Какая пустыня этот Петербург! Как тяжело ехать по улицам, где она каталась с Гаральдом, видеть те же здания, подниматься по той же лестнице. Все осталось по-старому. И жизнь бежит мимо, не считаясь с ее тоской и отчаянием. Кто выведет ее из этого тупика, где она бьется, замученная воспоминаниями?

Стучат.

— Войдите, — с отвращением бросает она, не поднимаясь. Даже глаз открыть не хочется.

Кто-то кашляет. Так осторожно.

Она поднимает веки. И мгновенно садится на кушетке, вся выпрямившись, полуоткрыв губы, вытянув шею. Словно смутное ускользающее видение далекого детства встало перед нею.

— Позвольте вам представиться. Петров, старый знакомый Штейнбаха, — говорит вошедший глубоким, мягким баритоном.

— Садитесь, пожалуйста, — еле слышно бросает она, указывая на кресло.

И все смотрит, смотрит, полная тревоги. «Как он глядит на меня! Он меня знает?» Ему на вид лет тридцать пять. Широкоплечий, среднего роста. Целая шапка русых, вьющихся волос. Усы не скрывают крупного чувственного рта. Лоб у него низкий и упорный, с сильно развитыми надбровными дугами. Выдающееся лицо крупного артиста или человека сильных, разрушительных страстей. Глаза серые, горячие и острые.

«Страшные глаза. Вот такой на всякое преступление пойдет», — мелькает мысль у Мани.

И вдруг она вспоминает, что эта самая мысль пришла ей и тогда, много лет назад. Она вспоминает разом все: террасу в Лысогорах, именины Веры Филипповны, гостей Горленко, роскошную пальму, подарок Штейнбаха, привезенную рабочим из Москвы. И запыленную фигуру этого рабочего на корточках, развязывавшего рогожи.

Потом мгновенно встает другая картина.

…Флигелек Лики в Липовке. Темная ночь и освещенное окно. Лика и Анна Васильевна замерли у стола. Маня и Соня стоят под окном и смотрят. Он берет звучные аккорды на мандолине. Поднимает голову. Дерзкие, «страшные», сейчас смягчившиеся, глаза вдохновенно глядят в темную ночь. Что они видят там? Это против законов физики, но Мане чудится почему-то, что он глядит в ее глаза, что он поет для нее.

Могучий баритон, мягкий и звучный, как виолончель, льется в сумрак ночи, что-то будя, колдуя.

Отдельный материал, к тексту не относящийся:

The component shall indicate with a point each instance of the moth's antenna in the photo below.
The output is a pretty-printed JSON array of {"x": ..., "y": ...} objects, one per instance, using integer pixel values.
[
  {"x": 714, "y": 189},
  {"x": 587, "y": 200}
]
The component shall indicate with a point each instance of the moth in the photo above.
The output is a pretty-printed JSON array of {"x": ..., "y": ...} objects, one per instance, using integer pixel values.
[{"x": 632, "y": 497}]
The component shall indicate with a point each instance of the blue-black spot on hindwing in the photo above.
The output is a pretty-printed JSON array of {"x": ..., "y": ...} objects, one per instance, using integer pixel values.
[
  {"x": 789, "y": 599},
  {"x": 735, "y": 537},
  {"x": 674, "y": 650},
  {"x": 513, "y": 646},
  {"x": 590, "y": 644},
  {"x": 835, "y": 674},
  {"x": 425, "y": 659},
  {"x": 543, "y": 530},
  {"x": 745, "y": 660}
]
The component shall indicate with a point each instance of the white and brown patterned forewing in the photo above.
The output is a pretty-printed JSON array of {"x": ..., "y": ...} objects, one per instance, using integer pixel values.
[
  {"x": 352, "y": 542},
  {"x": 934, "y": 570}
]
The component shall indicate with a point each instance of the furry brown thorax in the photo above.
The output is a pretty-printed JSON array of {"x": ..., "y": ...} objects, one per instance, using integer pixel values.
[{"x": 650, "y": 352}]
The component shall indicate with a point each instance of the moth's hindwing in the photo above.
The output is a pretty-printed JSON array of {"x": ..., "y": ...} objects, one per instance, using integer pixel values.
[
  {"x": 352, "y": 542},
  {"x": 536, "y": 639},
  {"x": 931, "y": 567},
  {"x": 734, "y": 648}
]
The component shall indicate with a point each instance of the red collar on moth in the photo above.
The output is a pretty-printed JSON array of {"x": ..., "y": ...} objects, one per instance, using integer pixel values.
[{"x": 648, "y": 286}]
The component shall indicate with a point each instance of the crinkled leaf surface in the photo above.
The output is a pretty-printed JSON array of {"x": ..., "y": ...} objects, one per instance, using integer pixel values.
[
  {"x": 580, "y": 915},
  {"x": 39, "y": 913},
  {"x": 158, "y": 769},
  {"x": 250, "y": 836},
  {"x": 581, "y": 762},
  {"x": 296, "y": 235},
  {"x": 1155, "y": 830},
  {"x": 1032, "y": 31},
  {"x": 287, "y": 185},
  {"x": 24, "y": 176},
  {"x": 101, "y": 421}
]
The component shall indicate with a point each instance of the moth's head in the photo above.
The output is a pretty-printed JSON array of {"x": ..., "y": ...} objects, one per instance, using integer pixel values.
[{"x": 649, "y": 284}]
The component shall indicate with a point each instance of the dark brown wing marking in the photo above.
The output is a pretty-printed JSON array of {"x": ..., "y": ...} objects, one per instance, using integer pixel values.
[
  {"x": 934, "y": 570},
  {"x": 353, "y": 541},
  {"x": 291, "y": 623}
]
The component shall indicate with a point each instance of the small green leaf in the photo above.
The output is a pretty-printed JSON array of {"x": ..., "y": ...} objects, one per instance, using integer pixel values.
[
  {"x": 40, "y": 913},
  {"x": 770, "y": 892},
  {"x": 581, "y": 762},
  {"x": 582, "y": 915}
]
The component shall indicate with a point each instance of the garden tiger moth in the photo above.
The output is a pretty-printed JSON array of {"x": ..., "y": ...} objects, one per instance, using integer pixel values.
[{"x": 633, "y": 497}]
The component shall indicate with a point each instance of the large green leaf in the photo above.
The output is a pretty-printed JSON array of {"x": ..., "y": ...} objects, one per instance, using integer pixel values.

«Ах!» — испуганно срывается у Мани. Она вспомнила.

— Вы ко мне или к Штейнбаху? — тихо спрашивает она, проводя по глазам, словно силясь проснуться.

— К вам.

И он вдруг улыбается. Робко и нежно. И что-то говорит.

И опять она словно застывает, вся во власти воспоминаний.

Странная картина встала перед ней.

Она еще девочка. Ей только пятнадцать лет. Соне шестнадцать. Она видит большую залу в доме Роберта Яковлевича, брата фрау Кеслер.

В полночь девочки босиком пробираются в залу.

Декабрьская ночь темна и зловеща. Ни один фонарь не освещает улицы. Дрожа от стужи, девочки прильнули к окнам. И слушают слепую ночь.

Все тихо, как на кладбище. Вдруг вдали раздаются шаги. О, как четко, как громко звучат они в этой тьме, в этой тишине, напряженной, как струна! Кто это идет? Как смеет идти в эту ночь, когда даже стены — ненадежная защита для людей? Девочки невольно хватаются за руки. Быстрые шаги все ближе. Кто-то молодой и смелый идет упругой походкой. Кто-то полный сил.

И вдруг ночь дрогнула…

И будешь ты царицей мы-ира..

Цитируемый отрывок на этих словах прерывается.